Depuis la crise du COVID, le manque de personnel au sein des Établissements d’Hébergement pour Personnes Âgées Dépendantes, plus communément appelés EHPAD, se fait de plus en plus ressentir. Un problème national qui touche également le Nord.
« Un métier rempli de sens ». C’est ainsi qu’Yves Peyron, directeur de l’EHPAD privé à but non lucratif Maison Saint-Jean à Laventie définit l’aide-soignant. Principale profession manquante au sein des établissements, elle paie un déficit d’attractivité depuis quelques années, principalement à cause d’un salaire trop faible, proche du SMIC. Mais ce métier manque aussi de vocations. Le taux de diplômés diminue, et les établissements de la région doivent faire certaines concessions. « Je suis obligé d’accepter des profils que je n’aurais pas acceptés il y a deux ans » souffle Yves Peyron. Des nouveaux salariés qui manquent de compétences, principalement au niveau du soin, alors que cette profession demande de plus en plus d’exigences. Aujourd’hui, le ratio d’agents de personnel par résident est donc plus qu’insuffisant : il varie entre 0,5 et 0,6 alors qu’il devrait être à 1. L’EHPAD Maison Saint-Jean n’en compte que 85 au lieu de 110. Un problème qui ne devrait pas s’améliorer, au grand dam des équipes.

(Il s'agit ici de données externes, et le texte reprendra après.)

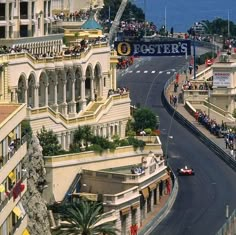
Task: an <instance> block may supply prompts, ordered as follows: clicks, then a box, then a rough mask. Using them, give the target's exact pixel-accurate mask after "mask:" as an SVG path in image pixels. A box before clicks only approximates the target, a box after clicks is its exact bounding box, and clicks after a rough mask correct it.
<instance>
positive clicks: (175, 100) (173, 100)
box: [173, 95, 177, 107]
mask: <svg viewBox="0 0 236 235" xmlns="http://www.w3.org/2000/svg"><path fill="white" fill-rule="evenodd" d="M173 104H174V107H176V104H177V96H176V95H175V96H174V98H173Z"/></svg>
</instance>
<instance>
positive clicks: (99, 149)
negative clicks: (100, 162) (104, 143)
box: [88, 144, 104, 155]
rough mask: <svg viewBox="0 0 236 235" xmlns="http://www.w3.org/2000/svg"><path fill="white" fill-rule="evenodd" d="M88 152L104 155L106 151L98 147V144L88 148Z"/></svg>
mask: <svg viewBox="0 0 236 235" xmlns="http://www.w3.org/2000/svg"><path fill="white" fill-rule="evenodd" d="M88 150H89V151H94V152H95V153H98V154H100V155H101V154H102V153H103V151H104V149H103V148H102V147H101V146H100V145H98V144H94V145H91V146H90V147H88Z"/></svg>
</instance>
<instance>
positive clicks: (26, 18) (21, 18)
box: [20, 15, 28, 20]
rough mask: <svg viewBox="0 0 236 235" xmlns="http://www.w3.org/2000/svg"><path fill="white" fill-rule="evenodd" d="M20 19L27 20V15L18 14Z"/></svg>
mask: <svg viewBox="0 0 236 235" xmlns="http://www.w3.org/2000/svg"><path fill="white" fill-rule="evenodd" d="M20 19H21V20H28V15H20Z"/></svg>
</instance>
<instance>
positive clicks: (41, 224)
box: [21, 135, 51, 235]
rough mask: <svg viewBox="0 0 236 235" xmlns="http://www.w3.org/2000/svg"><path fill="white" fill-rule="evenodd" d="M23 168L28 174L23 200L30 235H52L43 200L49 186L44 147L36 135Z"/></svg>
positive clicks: (22, 163)
mask: <svg viewBox="0 0 236 235" xmlns="http://www.w3.org/2000/svg"><path fill="white" fill-rule="evenodd" d="M22 167H23V168H24V169H25V170H26V171H25V173H24V174H27V191H26V192H25V194H24V195H23V197H22V200H21V201H22V204H23V207H24V208H25V211H26V214H27V215H28V223H27V228H28V229H29V232H30V234H43V235H50V234H51V232H50V224H49V220H48V216H47V206H46V204H45V200H44V199H43V198H42V193H43V189H44V187H45V186H46V184H47V182H46V171H45V167H44V160H43V154H42V147H41V146H40V144H39V140H38V138H37V137H36V136H35V135H33V136H32V139H31V141H30V145H29V148H28V152H27V156H26V157H25V158H24V159H23V161H22Z"/></svg>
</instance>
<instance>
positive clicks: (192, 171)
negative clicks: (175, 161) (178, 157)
mask: <svg viewBox="0 0 236 235" xmlns="http://www.w3.org/2000/svg"><path fill="white" fill-rule="evenodd" d="M177 172H178V174H179V175H183V176H184V175H195V172H194V170H193V168H188V167H187V166H185V167H184V168H178V169H177Z"/></svg>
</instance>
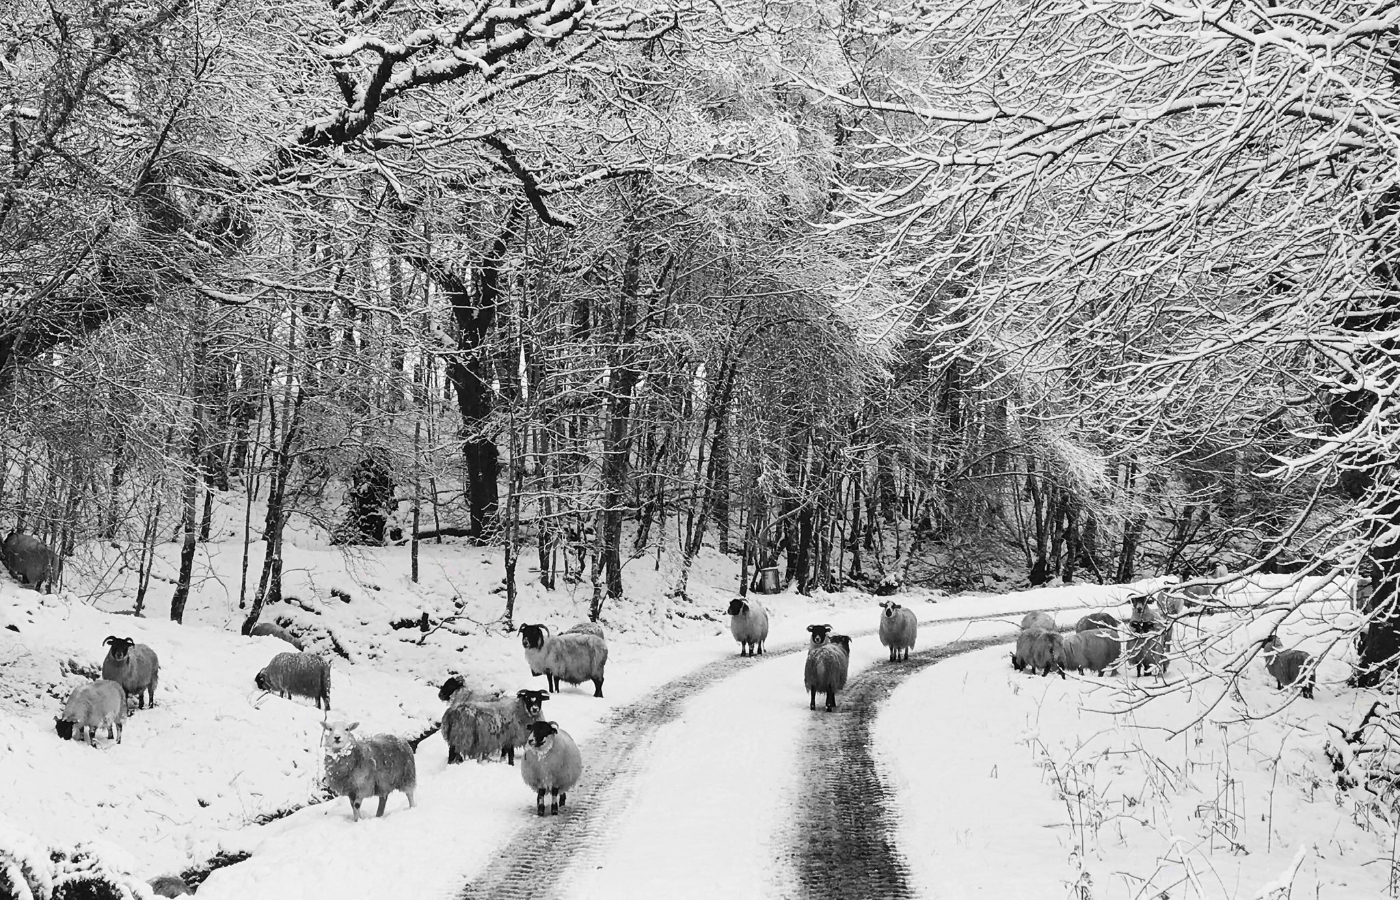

« Il ne faut pas oublier que c’est le secteur qui a le plus d’accidents du travail en France » ajoute Yves Peyron. Et ce n’est pas le seul casse-tête. Notre région manque aussi de médecins coordinateurs qui encadrent ces soignants et le suivi médical des résidents. D’autant que si le nombre de soignants a diminué, la charge de travail, elle, reste constante. Il a donc fallu réorganiser des services…
Celia Lagano, aide-soignante au sein de l’EHPAD La Roseraie à Avesnes-sur-Helpe, déplore aussi ce manque de bras au quotidien.
« Je ne suis pas optimiste vis-à-vis de l’issue que prendra la crise. Il y a de plus en plus de résidents dépendants qui nécessitent beaucoup de soins et d’attention. »
Cette crise amoindrit la qualité de vie au sein des établissements. Il n’y a plus ou presque de relations entre le personnel et les résidents, « en dehors des soins traditionnels, on leur accorde beaucoup moins de temps » ajoute Célia Lagano. Le personnel est également obligé de porter un masque chirurgical, ce qui continue de déstabiliser une génération qui n’a pas l’habitude de parler à un visage en partie caché. Et les EHPAD sont en plus touchés par une image publique dégradée suite à différentes affaires survenues ces dernières années. Depuis 2021, le Ségur a rendu possible une revalorisation salariale dans ce secteur. Une prime de 183€ nets mensuel qui a « juste calmé la crise, selon Yves Peyron, mais qui ne l’a certainement pas stoppée ».
Les EHPAD face à une nouvelle crise
Depuis quelques mois, l’inflation et la hausse du coût de l’énergie et de l’alimentation font encore plus de ravages.
« On est dans une situation où les ressources n’arrivent pas à couvrir les charges » soupire Yves Peyron.
« Nous sommes passés de 6,7% à 10% de la part de l’énergie dans les coûts de fonctionnement ». Un problème difficile à résoudre pour les directeurs d’EHPAD qui manquent de moyens. « Mes financeurs me donnent 1,5% pour compenser l’inflation ». Les établissements publics peuvent eux compter sur des aides supplémentaires de l’Etat et des conseils départementaux. Mais ce n’est pas suffisant pour régler tous les problèmes. Et si les EHPAD connaissent une situation sans précédent, qui a du mal à s’améliorer, le nombre de demandes d’entrées reste très élevé, et les files d’attente sont toujours très remplies.